Missing values in the dataset were handled by first removing weekends, as they are non-trading days. For Open, Close, High, and Low prices, missing values were filled using the average of the previous and next trading day's values, ensuring that data was only adjusted after the stock had begun trading. Volume data was completed using the median to maintain consistency and avoid skewing results.
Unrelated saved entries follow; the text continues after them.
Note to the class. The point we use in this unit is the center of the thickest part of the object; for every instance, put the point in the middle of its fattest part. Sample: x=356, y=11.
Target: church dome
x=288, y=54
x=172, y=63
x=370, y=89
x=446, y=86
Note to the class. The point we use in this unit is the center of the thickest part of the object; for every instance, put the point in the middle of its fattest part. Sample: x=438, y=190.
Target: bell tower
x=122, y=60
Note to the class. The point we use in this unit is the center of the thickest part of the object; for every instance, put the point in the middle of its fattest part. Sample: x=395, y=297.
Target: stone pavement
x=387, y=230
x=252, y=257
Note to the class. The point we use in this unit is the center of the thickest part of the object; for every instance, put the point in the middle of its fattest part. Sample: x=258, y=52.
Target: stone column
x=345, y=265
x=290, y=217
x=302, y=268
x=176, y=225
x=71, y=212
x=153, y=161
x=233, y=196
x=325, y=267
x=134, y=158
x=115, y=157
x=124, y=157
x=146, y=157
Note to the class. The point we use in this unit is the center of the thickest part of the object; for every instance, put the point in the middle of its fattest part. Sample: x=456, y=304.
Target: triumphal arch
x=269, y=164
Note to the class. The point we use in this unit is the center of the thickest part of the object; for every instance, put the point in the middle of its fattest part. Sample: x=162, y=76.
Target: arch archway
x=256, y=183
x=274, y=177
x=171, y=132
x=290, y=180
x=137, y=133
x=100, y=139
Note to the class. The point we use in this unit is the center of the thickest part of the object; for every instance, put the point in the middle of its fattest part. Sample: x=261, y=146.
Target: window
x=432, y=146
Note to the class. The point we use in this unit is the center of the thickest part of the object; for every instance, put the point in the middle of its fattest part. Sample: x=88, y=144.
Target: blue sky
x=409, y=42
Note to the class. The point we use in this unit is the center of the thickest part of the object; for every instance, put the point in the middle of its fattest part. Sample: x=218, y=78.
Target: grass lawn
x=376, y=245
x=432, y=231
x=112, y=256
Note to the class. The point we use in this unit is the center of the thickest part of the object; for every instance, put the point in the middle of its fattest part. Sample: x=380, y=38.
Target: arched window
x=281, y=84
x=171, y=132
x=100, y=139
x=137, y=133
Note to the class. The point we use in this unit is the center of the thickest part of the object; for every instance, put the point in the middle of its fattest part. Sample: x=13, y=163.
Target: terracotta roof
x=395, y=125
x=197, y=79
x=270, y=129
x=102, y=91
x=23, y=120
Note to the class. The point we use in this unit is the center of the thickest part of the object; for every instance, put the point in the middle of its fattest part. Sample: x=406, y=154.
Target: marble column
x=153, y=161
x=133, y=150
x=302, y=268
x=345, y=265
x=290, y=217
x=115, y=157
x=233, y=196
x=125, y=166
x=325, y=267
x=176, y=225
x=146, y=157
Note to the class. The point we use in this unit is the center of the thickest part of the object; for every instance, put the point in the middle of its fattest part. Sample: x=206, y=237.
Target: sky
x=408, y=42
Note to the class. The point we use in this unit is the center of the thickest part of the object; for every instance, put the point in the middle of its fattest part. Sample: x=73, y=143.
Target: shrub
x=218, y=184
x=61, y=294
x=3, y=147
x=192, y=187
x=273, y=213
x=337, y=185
This approach ensures realistic stock data representation.

In [None]:
#check if duplicate rows exist
print("Number of duplicate rows:", stocks.duplicated().sum())


No duplicate rows.

In [None]:
stocks = stocks.drop(['Unnamed: 0', 'Date_'], axis = 1)

In [None]:
stocks["Percent_Change"] = (stocks["Close_AAPL"].shift(-1) - stocks["Close_AAPL"]) / stocks["Close_AAPL"]

def action(per_change):
    if per_change>0.01:
        return 2 # buy
    elif per_change<-0.01:
        return 0 #sell
    else:
        return 1 #hold
        
stocks["Target"] = stocks["Percent_Change"].apply(action)
stocks = stocks.drop(columns=["Percent_Change"])

### Logistic Regression

In [None]:
# ---------------------------
# Logistic Regression Setup
# ---------------------------

# Create the target variable:
# Predict if Close_AAPL increases (1) or decreases (0) the next day.
#stocks["Target"] = (stocks["Close_AAPL"].shift(-1) > stocks["Close_AAPL"]).astype(int)

# Drop the last row (no "next day" available)
stocks = stocks[:-1]

# Remove the Date column (non-numeric)
if "Date" in stocks.columns:
    stocks = stocks.drop(columns=["Date_"])
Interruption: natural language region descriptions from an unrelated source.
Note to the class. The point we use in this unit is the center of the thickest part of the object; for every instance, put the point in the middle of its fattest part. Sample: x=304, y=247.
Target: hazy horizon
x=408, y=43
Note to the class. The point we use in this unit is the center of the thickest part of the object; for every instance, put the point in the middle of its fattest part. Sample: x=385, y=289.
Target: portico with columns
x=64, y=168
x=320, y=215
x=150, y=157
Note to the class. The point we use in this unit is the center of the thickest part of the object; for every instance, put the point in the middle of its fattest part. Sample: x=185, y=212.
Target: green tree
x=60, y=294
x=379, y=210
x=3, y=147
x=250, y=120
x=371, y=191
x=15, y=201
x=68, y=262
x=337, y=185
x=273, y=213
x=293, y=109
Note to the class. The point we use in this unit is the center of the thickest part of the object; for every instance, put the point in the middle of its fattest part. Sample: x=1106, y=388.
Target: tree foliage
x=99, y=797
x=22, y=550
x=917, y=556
# Define features (X) and target (y)
X = stocks.drop(columns=["Target"])
y = stocks["Target"]

# ----- Additional Safeguard: Impute any remaining missing values in features -----
# This ensures that even if some NaNs were missed during cleaning, they are filled.
X = X.fillna(X.mean())

# Confirm no NaNs remain
assert X.isnull().sum().sum() == 0, "There are still missing values in the features!"

# ---------------------------
# Split the Data
# ---------------------------
# Use a 70/15/15 split for training, validation, and testing.
X_train, X_temp, y_train, y_temp = train_test_split(X, y, test_size=0.3, random_state=42, stratify=y)
X_val, X_test, y_val, y_test = train_test_split(X_temp, y_temp, test_size=0.5, random_state=42, stratify=y_temp)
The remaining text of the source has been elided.